Long-Haul Survivorship is Hard Work

Written by Molly – Brains for the Cure Ambassador and Astrocytoma Survivor

Brain tumor survivorship is weird. Depending on a tumor’s location, your deficits vary. In my case, mine are mostly invisible to a casual observer. I imagine a stranger might think, “Aw, she’s nice but a little scatter-brained, don’t you think?”. My tumor was the size of an avocado pit in my deep left temporal lobe. It was mostly resected, but as rogue astrocytes go, it had tendrils. Reoccurrences are likely in my future. So it goes. I’m approaching six years in the stable zone. I am grateful. I know that I am lucky to be where I am, how I am right now. I can speak, and I do. I’m very chatty, even when I’m swirling whirling dervishes of Damascus with word-finding skills. I can still walk and run and lift heavy weights. It is a privilege. I know this. 

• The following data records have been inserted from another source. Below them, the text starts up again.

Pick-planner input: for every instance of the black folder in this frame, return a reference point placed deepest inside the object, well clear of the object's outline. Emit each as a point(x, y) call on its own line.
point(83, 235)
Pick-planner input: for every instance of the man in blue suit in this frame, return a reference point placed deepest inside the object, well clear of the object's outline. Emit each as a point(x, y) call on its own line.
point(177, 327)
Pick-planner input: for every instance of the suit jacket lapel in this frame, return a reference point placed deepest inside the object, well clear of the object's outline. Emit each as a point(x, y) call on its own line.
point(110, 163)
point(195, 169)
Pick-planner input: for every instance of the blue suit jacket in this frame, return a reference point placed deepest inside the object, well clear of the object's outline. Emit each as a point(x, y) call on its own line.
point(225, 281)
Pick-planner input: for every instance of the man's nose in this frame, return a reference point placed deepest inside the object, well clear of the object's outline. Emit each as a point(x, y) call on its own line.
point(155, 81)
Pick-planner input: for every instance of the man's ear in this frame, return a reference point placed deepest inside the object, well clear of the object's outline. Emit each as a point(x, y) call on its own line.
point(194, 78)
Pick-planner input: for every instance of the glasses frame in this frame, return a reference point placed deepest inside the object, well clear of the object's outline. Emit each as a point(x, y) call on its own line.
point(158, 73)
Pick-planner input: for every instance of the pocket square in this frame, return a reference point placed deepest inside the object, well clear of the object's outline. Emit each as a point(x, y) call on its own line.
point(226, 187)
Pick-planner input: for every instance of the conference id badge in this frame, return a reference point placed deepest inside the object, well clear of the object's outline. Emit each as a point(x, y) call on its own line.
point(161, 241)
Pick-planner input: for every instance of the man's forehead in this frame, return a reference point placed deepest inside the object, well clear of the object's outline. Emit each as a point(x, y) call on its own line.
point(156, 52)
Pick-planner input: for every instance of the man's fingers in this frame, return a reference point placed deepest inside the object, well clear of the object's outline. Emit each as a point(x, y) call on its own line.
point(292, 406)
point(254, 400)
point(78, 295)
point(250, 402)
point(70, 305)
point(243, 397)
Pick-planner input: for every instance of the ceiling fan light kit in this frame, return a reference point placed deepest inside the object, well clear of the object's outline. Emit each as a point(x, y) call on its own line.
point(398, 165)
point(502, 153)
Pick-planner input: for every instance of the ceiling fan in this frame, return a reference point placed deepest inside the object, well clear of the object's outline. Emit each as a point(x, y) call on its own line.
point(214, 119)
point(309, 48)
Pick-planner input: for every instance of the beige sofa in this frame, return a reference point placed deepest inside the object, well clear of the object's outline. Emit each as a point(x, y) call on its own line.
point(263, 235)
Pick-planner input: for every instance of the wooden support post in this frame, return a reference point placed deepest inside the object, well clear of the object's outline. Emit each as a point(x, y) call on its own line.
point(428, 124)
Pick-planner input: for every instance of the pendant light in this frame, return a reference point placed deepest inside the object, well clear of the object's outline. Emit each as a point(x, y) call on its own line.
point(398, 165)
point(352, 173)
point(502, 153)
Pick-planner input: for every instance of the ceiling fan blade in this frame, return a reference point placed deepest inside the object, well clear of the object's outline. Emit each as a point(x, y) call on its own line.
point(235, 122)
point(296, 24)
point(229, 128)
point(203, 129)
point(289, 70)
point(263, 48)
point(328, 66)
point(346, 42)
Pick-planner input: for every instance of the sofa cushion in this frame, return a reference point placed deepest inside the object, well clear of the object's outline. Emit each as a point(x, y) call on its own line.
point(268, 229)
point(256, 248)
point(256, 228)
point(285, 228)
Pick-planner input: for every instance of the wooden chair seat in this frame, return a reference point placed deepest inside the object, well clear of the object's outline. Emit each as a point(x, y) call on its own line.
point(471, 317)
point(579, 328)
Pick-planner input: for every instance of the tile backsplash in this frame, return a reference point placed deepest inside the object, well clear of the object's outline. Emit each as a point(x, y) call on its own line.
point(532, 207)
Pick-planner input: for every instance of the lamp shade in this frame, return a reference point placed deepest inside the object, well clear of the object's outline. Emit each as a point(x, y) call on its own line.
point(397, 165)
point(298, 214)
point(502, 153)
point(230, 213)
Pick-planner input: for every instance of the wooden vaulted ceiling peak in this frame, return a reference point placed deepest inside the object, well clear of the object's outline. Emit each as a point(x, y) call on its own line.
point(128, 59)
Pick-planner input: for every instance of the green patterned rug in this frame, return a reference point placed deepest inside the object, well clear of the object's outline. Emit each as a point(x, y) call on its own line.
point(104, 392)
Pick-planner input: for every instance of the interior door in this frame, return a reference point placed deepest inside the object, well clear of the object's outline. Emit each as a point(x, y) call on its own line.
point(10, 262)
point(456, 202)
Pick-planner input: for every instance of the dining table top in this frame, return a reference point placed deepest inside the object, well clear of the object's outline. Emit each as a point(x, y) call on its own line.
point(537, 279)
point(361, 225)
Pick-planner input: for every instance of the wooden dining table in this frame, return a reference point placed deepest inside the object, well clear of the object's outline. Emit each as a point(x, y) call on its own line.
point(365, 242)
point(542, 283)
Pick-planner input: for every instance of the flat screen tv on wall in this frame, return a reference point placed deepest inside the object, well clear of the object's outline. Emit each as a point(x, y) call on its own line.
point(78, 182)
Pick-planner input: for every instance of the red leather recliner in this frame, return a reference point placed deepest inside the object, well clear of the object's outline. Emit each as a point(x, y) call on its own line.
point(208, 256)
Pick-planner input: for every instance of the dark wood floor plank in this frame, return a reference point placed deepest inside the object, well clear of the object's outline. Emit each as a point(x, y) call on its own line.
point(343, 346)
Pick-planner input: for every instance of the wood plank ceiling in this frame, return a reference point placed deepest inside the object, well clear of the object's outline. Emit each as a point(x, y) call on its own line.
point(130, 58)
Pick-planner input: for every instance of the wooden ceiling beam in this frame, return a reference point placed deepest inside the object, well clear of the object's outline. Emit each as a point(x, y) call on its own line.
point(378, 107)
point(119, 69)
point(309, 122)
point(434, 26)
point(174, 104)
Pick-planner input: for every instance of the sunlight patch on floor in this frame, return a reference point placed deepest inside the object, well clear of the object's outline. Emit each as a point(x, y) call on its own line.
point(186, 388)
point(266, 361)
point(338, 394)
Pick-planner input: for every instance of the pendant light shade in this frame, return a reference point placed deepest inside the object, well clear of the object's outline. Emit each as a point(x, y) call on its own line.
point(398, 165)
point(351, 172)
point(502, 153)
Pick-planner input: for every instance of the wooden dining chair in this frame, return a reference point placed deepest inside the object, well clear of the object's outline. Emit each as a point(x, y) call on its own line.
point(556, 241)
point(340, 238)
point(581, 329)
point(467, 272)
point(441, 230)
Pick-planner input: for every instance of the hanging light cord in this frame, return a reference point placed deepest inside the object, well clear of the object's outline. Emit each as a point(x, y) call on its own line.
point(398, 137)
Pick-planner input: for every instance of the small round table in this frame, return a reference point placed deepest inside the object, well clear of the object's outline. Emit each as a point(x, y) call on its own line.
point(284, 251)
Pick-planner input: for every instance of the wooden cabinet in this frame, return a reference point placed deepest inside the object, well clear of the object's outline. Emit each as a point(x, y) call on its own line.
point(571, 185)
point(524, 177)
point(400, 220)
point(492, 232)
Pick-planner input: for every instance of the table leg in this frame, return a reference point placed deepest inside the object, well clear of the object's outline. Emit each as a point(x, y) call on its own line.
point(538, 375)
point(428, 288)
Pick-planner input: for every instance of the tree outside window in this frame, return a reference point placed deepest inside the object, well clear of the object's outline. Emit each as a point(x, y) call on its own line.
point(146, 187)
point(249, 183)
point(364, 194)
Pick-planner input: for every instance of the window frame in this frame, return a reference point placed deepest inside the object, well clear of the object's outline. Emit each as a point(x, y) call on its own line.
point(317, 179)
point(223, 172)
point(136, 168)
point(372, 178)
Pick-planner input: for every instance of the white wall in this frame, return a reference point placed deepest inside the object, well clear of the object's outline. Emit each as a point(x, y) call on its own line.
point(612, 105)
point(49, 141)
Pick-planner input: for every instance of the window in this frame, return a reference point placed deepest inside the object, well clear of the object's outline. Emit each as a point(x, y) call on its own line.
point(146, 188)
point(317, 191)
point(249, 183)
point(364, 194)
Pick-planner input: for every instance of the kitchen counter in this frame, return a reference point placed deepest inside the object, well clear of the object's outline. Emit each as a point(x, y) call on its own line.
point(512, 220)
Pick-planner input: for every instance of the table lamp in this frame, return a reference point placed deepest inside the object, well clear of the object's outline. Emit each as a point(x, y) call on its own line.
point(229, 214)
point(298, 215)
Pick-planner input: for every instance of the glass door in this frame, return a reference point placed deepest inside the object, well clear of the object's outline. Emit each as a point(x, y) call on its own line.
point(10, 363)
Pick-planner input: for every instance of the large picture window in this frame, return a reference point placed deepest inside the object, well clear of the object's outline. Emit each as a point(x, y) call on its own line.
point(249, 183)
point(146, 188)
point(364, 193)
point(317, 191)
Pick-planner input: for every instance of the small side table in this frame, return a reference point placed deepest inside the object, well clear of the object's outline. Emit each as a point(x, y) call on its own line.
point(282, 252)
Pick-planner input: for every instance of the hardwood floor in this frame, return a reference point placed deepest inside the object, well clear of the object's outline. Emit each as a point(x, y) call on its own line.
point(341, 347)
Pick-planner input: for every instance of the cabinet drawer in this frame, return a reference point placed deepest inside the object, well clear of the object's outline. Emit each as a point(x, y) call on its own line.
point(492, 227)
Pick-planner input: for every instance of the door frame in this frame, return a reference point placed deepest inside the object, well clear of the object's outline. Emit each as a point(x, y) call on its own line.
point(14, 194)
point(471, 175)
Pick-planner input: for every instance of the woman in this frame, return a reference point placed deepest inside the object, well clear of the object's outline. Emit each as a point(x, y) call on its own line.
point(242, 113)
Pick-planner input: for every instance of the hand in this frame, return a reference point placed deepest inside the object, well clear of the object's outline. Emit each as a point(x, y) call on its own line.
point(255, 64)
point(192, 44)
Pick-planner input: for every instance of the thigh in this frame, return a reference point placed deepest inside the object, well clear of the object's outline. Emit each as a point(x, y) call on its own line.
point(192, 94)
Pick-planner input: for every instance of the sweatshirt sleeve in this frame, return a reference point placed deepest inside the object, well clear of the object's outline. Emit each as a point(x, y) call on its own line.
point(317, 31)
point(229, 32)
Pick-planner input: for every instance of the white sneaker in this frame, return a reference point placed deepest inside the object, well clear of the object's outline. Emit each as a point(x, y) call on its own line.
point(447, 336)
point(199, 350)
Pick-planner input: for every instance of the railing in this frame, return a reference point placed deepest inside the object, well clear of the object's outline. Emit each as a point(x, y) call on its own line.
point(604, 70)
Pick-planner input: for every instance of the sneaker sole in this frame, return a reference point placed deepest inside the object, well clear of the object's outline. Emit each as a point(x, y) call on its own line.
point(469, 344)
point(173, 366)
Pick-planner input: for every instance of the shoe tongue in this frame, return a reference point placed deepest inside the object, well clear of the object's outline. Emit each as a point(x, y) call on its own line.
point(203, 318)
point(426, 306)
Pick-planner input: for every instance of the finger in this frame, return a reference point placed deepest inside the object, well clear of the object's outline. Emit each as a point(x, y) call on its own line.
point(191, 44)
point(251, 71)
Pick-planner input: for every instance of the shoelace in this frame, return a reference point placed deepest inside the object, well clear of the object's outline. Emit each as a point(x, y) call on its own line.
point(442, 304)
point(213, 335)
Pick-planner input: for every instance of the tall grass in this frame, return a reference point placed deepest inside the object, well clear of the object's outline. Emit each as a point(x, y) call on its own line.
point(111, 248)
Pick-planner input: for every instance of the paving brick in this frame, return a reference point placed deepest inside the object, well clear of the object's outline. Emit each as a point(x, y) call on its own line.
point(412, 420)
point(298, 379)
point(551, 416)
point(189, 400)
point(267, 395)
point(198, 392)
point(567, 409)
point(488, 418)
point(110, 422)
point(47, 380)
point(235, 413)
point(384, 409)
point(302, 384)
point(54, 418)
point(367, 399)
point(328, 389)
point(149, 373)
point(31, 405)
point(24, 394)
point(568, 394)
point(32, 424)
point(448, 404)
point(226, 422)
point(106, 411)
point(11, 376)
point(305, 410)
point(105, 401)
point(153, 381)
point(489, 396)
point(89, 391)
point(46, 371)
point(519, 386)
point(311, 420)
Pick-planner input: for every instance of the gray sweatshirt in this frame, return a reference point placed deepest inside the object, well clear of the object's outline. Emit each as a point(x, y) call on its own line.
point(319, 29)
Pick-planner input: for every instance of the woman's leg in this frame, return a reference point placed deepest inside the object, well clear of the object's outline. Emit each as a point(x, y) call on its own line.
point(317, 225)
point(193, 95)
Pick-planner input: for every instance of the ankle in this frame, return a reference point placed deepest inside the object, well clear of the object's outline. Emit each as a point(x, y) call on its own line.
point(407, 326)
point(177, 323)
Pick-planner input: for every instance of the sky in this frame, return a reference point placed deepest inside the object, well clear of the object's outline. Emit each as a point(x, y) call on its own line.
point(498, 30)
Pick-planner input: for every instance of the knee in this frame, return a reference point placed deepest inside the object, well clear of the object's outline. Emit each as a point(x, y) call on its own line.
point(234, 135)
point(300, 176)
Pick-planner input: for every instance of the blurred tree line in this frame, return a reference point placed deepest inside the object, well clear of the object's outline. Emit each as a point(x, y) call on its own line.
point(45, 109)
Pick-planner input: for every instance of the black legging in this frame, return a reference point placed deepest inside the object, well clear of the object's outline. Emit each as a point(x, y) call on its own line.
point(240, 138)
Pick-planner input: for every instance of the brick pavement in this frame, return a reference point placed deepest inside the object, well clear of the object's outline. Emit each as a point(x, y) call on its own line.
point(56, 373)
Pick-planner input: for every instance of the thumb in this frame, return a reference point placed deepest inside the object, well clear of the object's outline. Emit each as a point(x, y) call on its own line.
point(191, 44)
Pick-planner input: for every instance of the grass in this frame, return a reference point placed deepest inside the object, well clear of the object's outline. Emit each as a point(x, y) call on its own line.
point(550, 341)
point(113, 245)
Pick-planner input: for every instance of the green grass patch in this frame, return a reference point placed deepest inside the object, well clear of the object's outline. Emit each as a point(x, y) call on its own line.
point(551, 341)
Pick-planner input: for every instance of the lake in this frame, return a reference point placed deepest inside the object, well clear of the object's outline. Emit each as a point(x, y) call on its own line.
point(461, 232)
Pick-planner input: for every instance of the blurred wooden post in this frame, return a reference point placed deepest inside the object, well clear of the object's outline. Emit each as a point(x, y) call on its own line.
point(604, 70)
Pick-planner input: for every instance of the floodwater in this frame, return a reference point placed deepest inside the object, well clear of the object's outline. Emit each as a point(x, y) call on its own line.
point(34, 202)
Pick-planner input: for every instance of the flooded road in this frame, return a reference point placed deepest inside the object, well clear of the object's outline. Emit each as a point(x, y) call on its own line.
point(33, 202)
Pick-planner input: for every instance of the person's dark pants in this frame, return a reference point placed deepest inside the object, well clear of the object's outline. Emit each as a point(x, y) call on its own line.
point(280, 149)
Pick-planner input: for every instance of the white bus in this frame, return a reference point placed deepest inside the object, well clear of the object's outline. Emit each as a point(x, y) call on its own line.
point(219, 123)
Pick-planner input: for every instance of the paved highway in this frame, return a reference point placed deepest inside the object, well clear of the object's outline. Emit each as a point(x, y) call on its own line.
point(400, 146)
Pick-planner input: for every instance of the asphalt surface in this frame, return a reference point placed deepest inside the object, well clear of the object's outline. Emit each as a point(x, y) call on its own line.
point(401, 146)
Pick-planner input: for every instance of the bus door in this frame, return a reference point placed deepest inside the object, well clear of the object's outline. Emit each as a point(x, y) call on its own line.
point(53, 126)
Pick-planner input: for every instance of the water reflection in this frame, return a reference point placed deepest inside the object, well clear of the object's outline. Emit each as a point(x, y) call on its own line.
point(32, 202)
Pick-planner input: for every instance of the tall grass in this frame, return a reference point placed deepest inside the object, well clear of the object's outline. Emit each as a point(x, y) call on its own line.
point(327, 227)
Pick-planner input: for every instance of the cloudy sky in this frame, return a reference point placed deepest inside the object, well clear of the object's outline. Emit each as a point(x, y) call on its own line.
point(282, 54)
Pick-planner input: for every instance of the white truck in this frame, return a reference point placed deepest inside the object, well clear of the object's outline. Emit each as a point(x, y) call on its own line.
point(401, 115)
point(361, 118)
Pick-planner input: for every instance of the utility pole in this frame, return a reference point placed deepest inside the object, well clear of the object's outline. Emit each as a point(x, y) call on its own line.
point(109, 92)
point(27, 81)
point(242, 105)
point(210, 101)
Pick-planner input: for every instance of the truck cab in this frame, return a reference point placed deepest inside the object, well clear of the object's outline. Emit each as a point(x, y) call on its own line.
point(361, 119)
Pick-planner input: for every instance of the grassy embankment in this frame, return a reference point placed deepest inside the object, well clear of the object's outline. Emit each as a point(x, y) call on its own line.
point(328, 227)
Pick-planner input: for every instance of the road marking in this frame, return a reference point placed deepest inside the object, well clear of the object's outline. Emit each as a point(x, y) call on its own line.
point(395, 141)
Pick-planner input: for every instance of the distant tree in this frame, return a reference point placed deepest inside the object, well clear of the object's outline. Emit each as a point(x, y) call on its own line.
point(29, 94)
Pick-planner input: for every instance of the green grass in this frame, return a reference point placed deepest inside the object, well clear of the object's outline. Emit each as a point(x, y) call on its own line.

And, yet… survivorship. It’s a very strange place to be. The further one goes into the years of being stable, without reoccurrence, the more frequently I’m looking into my rearview mirror. I want to be ready. I don’t want to be usurped or taken by surprise. I want to be as ready as possible with the un-ready-able. Like anybody, I’m still scared. I don’t act scared. I don’t appear scared. But I’m always a little bit scared. And I’m tired. I’m really, really tired. My brain is so tired.  

It’s difficult to explain to people how brain cancer fatigue is different. A lot of people will mention “chemo tired” and while that may well be a thing—neuro fatigue is a different bag of beans entirely. A few barbell deadlifts or a 5K run don’t exhaust me. That’s the refreshing tired one’s body feels. Neuro fatigue is a black eclipse of my think-box, my brain, my speech, my words, my memory. A tiredness so heavy I must have an exit strategy handy immediately. It hits sudden and hard. I often can’t even predict its arrival. The last time it struck me at an awkward time I was meeting a long-time friend for a coffee. We chatted for an hour or two when I was suddenly hit with extreme fatigue. I couldn’t finish my sentence, I simply said, “I’m so sorry, I have to go home. I have to sleep.” 

Being a bit self-conscious, I know it must seem strange, but when I have to go I HAVE TO GO home. NOW. If I get that alert suddenly, it’s almost already too late. If I had a long drive I might have to call for assistance. As always, it is what it is. 

I’ve said before, I’m lucky. My survivorship hardships haven’t been brutal so far. They are small challenges in the grand scheme. And I’m at a place in survivorship where I’m hyper focused on parts of my health that may not have anything to do with my brain cancer, or maybe side effects of radiation/chemo; PCP appointments, orthopedic appointments, dermatology, mammograms, etc. It seems like certain deficits are the long-hauling kind. They don’t hit you at the start. They hit you down the road; hearing issues, vision problems, fatigue level, anxiety/depression, etc.

And then there has been the fight to keep my SSDI and learning how to keep up with consistently documenting long-term and permanent brain issues. Since my initial tumor discovery, surgery, treatment (radiation/chemo), regular MRIs – I had become complacent. My medical team and I seemed to have a pretty chill camaraderie. I knew how to read my feedback and my survivorship journey was in the neutral place. Where I finally felt like I could approach life once more as a “normie.” I took tap dancing lessons and started Olympic lifting (not the actual Olympics, it is a type of weightlifting). I started a fundraiser for my hospital’s brain tumor center and cancer survivorship. I was definitely in a good mental place or as they say… “living my best life.” 

But like all good things, it started to come to an end. Or another fork in the road—SSDI cancellation. “We see that you are healthy now,” basically. So then I begin the whole, “No, no. I am not fine. I am the same as before, even beginning a slight decline…” Which is difficult to go through…again. The tests, the appointments, the neuro-oncologist’s essays describing your MRI results, another neuro-psych evaluation proving that while you are in some ways functional, you are very not functional in other ways. 

Long-haul survivorship is hard work. We don’t become immune to deficits. Survivorship is a gift that comes with expected, and often unexpected burdens. But life is like that regardless. Burdens can be gifts in surprise. There’s no way over it but through it. And so I say, ever onward we go. Ever, ever onward.